Tels sont encore ces passages de Démosthène :

« Quel est, dit-il, le citoyen qui ne m'eût justement condamné à mourir, si j'eusse terni seulement par mes paroles l'éclat de vos belles actions? »

Et ailleurs :

« Que pensez-vous qu'eussent dit ces hommes corrompus si, pour soutenir nos droits avec trop de rigueur, j'eusse éloigné nos villes alliées? »

En général, dans tout ce discours, en répondant aux accusations de son adversaire, il fait son éloge avec beaucoup d'adresse.

588 Un autre artifice à remarquer dans ce discours, [742b] c'est qu'en mêlant à ses propres louanges celles de ses auditeurs, il prévient l'envie et l'inculpation d'amour-propre. Ainsi, quand il rapporte la manière dont les Athéniens s'étaient conduits à l'égard des Eubéens et des Thébains, les services qu'ils avaient rendus aux habitants de Byzance et de la Chersonèse, il dit que, dans toutes ces occasions, il avait été le ministre de leurs volontés. L'auditeur, secrètement gagné par le bien qu'on dit de lui, écoute avec plaisir l'orateur. Il applaudit au récit qu'il entend faire de ses succès ; et, par une suite nécessaire, il admire et chérit celui à qui il en est redevable. Ménéclide raillait Épaminondas de ce qu'il pensait plus avantageusement de lui-même que n'avait fait [742c] Agamemnon :

« Oui, Thébains, répondit-il, je l'avoue ; mais c'est à vous que je le dois, à vous avec qui seuls j'ai détruit en un jour toute la puissance des Spartiates. »

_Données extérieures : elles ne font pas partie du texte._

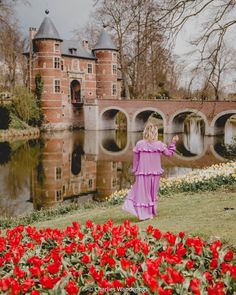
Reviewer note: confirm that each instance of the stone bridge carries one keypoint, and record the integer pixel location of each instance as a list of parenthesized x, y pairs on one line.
[(101, 114)]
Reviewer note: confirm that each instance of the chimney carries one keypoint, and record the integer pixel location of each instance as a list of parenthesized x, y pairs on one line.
[(85, 44)]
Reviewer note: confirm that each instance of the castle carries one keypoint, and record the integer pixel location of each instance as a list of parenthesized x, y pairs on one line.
[(72, 73)]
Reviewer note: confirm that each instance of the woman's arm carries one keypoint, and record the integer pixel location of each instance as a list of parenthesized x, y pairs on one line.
[(170, 149), (135, 161)]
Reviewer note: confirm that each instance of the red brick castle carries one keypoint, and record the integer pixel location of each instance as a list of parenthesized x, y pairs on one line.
[(71, 73)]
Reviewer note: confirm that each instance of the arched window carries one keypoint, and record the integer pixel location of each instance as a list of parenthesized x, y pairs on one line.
[(75, 89), (76, 160)]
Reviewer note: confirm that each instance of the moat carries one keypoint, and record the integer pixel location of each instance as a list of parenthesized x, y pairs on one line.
[(80, 165)]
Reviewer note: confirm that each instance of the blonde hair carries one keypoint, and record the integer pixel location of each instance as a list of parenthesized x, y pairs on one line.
[(150, 131)]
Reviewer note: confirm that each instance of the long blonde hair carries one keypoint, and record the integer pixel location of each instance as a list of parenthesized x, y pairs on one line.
[(150, 132)]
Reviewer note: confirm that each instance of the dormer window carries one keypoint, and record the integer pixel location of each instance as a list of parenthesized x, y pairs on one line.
[(73, 51)]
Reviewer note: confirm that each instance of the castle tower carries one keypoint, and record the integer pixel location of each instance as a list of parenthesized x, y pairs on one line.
[(47, 63), (106, 67)]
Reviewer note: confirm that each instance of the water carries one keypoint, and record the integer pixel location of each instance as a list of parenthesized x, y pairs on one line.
[(79, 165)]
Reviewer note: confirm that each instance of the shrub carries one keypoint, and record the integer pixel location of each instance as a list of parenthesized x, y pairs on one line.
[(25, 107), (4, 118)]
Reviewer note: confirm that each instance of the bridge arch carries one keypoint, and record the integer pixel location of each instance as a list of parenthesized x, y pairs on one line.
[(141, 116), (108, 115), (218, 123), (176, 120), (105, 144)]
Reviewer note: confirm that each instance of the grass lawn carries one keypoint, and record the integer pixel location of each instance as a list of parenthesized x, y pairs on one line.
[(195, 213)]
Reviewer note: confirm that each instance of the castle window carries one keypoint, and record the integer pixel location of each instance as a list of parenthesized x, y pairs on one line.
[(58, 172), (56, 47), (113, 89), (75, 65), (73, 51), (56, 62), (57, 86), (114, 69), (90, 68)]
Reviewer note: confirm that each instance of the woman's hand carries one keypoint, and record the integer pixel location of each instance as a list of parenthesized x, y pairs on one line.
[(175, 138)]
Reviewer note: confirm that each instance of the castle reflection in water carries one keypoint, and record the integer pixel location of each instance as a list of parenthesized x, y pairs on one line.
[(84, 165)]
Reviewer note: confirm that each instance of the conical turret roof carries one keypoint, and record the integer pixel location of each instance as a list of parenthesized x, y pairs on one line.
[(105, 42), (47, 30)]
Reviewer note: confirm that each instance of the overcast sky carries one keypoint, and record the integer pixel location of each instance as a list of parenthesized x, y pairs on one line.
[(66, 15)]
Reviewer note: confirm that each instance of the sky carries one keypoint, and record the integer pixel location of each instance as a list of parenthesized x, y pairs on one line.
[(66, 15)]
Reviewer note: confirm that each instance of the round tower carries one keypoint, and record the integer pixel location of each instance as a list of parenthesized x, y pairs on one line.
[(47, 63), (106, 67)]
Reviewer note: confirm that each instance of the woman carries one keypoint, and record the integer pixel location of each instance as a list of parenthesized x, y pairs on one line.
[(142, 198)]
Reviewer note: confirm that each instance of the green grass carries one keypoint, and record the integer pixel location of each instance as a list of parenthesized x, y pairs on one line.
[(199, 213)]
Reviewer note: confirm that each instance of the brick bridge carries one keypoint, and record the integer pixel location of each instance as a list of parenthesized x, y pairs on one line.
[(100, 114)]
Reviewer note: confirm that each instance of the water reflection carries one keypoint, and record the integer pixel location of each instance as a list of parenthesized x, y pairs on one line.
[(66, 166), (5, 153)]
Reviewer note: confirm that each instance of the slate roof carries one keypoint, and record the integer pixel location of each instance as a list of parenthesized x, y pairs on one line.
[(47, 30), (74, 48), (105, 42)]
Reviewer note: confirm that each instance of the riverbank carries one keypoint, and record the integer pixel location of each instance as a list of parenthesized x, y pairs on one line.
[(209, 214)]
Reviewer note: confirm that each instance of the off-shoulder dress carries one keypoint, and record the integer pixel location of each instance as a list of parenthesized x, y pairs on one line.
[(141, 200)]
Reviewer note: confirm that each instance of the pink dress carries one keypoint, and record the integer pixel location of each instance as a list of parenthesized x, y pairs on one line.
[(141, 200)]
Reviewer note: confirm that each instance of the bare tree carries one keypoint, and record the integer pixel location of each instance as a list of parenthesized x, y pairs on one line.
[(143, 60), (11, 45)]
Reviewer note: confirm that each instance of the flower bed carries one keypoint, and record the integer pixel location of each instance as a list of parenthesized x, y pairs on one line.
[(209, 178), (108, 258)]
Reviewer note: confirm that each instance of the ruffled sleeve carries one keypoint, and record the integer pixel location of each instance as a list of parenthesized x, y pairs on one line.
[(170, 149), (136, 156)]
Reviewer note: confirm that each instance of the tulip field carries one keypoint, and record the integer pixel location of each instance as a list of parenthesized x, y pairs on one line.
[(112, 259)]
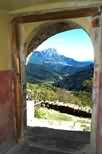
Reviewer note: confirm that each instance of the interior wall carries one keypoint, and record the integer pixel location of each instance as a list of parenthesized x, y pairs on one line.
[(7, 111)]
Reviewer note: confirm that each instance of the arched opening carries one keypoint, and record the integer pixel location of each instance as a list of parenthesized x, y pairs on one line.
[(46, 35), (66, 74)]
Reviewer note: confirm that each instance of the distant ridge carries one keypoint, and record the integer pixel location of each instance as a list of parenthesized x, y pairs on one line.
[(51, 67)]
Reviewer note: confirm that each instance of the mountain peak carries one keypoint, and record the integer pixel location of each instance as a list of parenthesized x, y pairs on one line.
[(50, 52)]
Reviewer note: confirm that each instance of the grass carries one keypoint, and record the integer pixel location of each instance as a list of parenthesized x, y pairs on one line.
[(50, 114)]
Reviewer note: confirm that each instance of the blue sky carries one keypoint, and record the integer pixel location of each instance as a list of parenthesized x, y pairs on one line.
[(75, 44)]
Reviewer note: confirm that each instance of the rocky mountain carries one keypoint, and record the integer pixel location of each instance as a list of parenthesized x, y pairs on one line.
[(51, 67)]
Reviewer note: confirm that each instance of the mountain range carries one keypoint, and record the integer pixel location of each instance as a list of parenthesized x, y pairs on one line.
[(48, 66)]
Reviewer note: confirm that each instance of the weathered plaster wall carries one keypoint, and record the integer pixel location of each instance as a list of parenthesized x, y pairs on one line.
[(5, 55), (7, 125)]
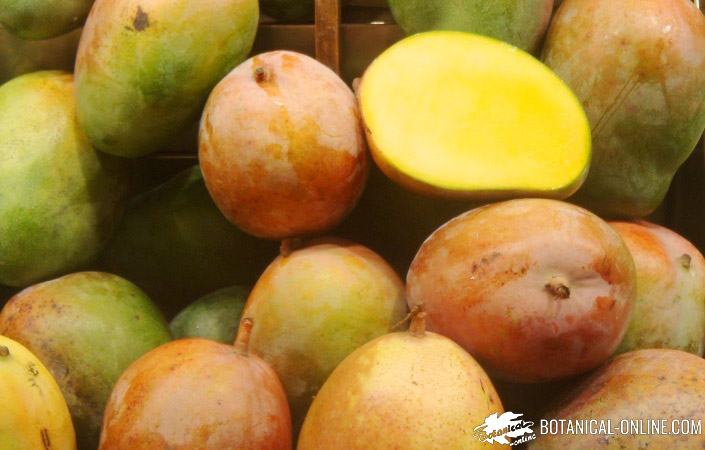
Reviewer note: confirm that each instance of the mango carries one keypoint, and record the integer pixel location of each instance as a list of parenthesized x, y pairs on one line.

On est révolté contre ceux qui se louent eux-mêmes, mais on les écoute avec plaisir quand ils louent les autres, et on confirme le témoignage qu'ils leur rendent. Un homme adroit sait donc louer à propos ceux qui ont les mêmes goûts, les mêmes habitudes, les mêmes inclinations que lui, et par là il s'insinue dans la bienveillance des auditeurs, qui, reconnaissant en lui les vertus qu'il loue dans les autres, le jugent digne de partager les louanges qu'il leur donne. [742d] Reprocher à un autre les fautes dont on est soi-même coupable, c'est se faire plus de tort qu'à lui. Par une raison contraire, les gens de bien qui louent les personnes qui leur ressemblent rappellent à ceux dont ils sont connus le souvenir de leurs vertus, et les font s'écrier aussitôt :

« C'est votre portrait que vous faites. »

C'est ainsi qu'Alexandre, en rendant hommage à Hercule, et Androcoptus à Alexandre, méritèrent d'être eux-mêmes honorés par leurs égaux. Denys, au contraire, qui se moquait de Gélon, et qui disait de lui qu'il avait  589 été la risée de la Sicile, ne s'apercevait pas qu'en excitant l'envie contre lui-même, il sapait les fondements de sa puissance et de son autorité.

Voilà des exemples qu'un homme en place doit toujours avoir présents à l'esprit, pour en faire son profit dans l'occasion. Quand les circonstances exigeront [742e] qu'on se loue soi-même, afin de rendre les louanges plus supportables et de diminuer ce qu'elles ont d'odieux, il convient d'attribuer la plus grande partie de ses succès à Dieu et à la fortune. C'est pour cela qu'Homère fait sagement dire à Achille :

Puisque les dieux sur lui m'ont donné la victoire.

Ce fut avec la même sagesse que Timoléon, après ses grands exploits, fit dresser à Syracuse un autel à la déesse des heureux événements, et qu'il consacra sa maison au génie favorable. Pithon l'Enéen étant venu à Athènes, après la mort du roi Cotys, et voyant que les éloges que les orateurs lui prodiguaient devant le peuple excitaient l'envie de quelques citoyens, il dit en pleine assemblée :

« Athéniens, [742f] c'est un dieu qui l'a vaincu ; je n'ai fait que lui prêter ma main. »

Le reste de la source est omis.